My Linux experience is old and very limited. I have used AWS for years for other things (S3, cloudfront, transcribe, etc.).

Initially I setup an elastic beanstalk app/separate mysql instance on my own AWS account just so I could quickly deploy (all new to me).

Then I setup the app on my client's VM, had to configure Apache, .net core app, service, mysql, mailing.

I would say the elastic beanstalk stuff took about 3 hours (some problems with IAM and Amazon's visual studio plugin, basically ended up having to use my master key). Setting up the VM server, plus a new way to deploying .net core apps and learning/relearning much of linux took 4-5?

So no significant savings there.

Deploys are a few clicks from VS on EB, and take a little longer to the VM, but only because I haven't bothered writing a script that I estimate would take me 1/2 hour at most, in reality probably 5 minutes.

I have clients on (windows) servers that have been running for 10 years with little intervention from me (had to clear some space a couple of times as that client's app saves large files just in case, but they are all backed up on S3 as well).

TL;DR; in my experience DevOps part of running a startup/small enterprise app is basically trivial, a rounding error, compared to time spent on development.

1 comments

To be fully honest, for personal work, I use Caprover for DevOps.

Edit: The move from CapEx to OpEx is not about savings, it's often about shifting the costs in your books.

I guess I phrased that wrong.
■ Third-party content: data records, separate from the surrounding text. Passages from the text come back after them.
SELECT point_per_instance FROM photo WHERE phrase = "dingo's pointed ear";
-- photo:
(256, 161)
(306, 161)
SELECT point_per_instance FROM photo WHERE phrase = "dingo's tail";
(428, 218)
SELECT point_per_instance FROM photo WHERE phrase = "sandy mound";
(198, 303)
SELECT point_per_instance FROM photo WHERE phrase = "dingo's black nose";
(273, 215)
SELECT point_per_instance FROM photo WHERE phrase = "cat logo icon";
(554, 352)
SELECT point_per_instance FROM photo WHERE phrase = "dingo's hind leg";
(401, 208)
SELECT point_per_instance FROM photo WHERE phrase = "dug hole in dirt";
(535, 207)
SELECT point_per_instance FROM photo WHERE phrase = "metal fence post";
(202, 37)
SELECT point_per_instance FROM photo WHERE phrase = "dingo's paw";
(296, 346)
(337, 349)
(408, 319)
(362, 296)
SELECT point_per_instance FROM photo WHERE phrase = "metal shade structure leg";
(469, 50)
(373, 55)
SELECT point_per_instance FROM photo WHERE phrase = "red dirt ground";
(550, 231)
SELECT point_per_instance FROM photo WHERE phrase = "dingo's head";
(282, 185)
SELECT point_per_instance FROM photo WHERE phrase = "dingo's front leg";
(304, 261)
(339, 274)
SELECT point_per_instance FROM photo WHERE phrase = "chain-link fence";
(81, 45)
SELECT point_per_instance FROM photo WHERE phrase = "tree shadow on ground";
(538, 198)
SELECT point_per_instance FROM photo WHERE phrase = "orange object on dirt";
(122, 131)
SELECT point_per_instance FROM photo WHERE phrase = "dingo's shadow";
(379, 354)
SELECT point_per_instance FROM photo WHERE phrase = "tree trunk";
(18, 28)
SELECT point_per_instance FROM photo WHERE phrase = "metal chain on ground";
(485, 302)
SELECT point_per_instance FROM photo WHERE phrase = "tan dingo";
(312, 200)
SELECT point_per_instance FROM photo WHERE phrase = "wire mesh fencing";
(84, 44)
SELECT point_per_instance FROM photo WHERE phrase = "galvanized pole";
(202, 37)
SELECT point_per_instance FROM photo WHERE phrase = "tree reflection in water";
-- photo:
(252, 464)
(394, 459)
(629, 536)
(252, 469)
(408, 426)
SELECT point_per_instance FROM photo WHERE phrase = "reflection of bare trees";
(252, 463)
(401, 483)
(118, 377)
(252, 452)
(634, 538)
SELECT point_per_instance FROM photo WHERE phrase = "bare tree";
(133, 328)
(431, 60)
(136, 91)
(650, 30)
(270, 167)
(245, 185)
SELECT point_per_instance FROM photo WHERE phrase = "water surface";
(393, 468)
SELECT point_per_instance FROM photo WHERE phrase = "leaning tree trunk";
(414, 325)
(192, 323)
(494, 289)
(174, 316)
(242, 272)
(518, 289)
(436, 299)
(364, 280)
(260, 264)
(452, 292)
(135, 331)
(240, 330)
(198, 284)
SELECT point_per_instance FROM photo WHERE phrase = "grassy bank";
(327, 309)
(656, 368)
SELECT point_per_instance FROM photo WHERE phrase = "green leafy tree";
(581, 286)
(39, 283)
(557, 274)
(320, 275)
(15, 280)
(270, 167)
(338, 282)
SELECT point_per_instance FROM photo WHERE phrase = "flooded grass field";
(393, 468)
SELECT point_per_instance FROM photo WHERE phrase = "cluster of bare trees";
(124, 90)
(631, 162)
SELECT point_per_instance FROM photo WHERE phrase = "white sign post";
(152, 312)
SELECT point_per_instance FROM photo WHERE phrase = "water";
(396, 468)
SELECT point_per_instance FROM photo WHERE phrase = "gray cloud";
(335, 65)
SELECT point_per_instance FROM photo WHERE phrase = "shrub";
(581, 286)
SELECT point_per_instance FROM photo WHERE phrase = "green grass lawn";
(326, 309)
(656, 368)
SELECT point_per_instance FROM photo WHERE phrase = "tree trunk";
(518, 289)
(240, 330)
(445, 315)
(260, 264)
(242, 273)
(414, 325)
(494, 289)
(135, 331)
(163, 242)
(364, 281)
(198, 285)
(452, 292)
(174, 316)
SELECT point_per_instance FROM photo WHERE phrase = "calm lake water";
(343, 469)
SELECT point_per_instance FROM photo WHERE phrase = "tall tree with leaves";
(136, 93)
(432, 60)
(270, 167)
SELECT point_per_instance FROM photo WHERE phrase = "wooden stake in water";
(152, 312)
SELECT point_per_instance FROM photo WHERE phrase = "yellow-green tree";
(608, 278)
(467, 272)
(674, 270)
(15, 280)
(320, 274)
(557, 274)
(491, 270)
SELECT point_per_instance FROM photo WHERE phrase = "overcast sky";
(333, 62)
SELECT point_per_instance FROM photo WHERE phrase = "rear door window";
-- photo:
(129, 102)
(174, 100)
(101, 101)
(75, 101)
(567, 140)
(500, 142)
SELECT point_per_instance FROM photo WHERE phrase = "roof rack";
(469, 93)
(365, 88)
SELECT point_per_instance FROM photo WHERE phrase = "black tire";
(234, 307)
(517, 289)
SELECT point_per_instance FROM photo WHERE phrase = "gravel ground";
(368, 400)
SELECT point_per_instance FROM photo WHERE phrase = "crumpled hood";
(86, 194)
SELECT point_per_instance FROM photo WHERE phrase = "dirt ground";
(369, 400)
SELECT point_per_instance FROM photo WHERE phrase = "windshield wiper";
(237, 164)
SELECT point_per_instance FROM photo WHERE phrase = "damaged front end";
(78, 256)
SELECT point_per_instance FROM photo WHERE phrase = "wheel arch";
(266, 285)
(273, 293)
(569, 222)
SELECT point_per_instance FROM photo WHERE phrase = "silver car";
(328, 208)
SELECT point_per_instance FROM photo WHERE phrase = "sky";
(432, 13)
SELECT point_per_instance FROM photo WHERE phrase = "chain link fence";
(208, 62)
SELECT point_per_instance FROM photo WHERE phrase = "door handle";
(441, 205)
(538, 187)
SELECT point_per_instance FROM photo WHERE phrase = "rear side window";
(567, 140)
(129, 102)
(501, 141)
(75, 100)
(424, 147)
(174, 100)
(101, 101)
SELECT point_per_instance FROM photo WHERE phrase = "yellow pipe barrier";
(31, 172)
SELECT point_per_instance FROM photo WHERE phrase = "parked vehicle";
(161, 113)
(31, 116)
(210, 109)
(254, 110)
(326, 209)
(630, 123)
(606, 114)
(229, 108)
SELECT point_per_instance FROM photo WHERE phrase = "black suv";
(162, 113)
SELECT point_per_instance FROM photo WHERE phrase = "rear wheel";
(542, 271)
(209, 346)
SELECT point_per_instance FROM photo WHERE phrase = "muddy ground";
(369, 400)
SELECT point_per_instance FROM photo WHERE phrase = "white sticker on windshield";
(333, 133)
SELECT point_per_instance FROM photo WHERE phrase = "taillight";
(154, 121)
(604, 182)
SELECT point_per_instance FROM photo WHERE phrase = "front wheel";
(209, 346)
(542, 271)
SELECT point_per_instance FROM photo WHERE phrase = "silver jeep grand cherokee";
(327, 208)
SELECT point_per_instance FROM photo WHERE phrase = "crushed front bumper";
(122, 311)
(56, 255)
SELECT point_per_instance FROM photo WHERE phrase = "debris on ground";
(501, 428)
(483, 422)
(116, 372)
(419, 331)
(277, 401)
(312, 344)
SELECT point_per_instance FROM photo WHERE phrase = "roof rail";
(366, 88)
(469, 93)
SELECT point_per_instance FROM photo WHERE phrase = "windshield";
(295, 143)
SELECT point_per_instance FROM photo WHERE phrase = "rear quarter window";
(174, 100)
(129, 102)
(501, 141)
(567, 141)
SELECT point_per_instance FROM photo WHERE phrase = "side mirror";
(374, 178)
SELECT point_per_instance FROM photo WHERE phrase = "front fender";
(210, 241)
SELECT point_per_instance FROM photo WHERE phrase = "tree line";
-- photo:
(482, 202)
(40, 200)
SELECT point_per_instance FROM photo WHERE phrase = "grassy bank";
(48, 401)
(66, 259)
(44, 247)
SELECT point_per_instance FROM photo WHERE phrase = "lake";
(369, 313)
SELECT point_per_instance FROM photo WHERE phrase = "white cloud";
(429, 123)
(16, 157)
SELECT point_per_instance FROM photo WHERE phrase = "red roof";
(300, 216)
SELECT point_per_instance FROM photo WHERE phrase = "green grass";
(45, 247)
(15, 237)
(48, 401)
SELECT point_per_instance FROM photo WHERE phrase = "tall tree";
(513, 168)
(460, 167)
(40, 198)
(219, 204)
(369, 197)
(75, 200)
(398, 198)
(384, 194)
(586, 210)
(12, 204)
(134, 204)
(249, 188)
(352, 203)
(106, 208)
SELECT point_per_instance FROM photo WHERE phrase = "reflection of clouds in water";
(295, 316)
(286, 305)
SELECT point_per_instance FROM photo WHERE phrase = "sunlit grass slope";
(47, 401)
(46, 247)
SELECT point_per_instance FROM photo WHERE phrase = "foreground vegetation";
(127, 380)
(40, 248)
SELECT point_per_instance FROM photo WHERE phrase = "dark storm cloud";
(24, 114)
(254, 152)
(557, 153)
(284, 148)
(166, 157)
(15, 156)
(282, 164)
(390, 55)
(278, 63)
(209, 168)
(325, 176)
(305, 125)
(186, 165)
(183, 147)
Explicitly, DevOps costs are tiny in a startup, even if you do it all yourself with a bare metal server, and moving 0.5% from pot A to pot B makes no difference.
It all depends on the services you provide.

Some businesses would require huge up-front investments without the likes of AWS. DevOps costs might overwhelm you pretty quickly once stuff like compliance becomes a factor, for example.

Sometimes it's not about the technical issues, but documentation, process and qualifications. In B2B there's plenty of that and just the bus factor [1] alone might force a start-up into considering a cloud provider.

In the end it's not just shifting cost, it's also shifting risk and standards and that may or may not be a critical factor.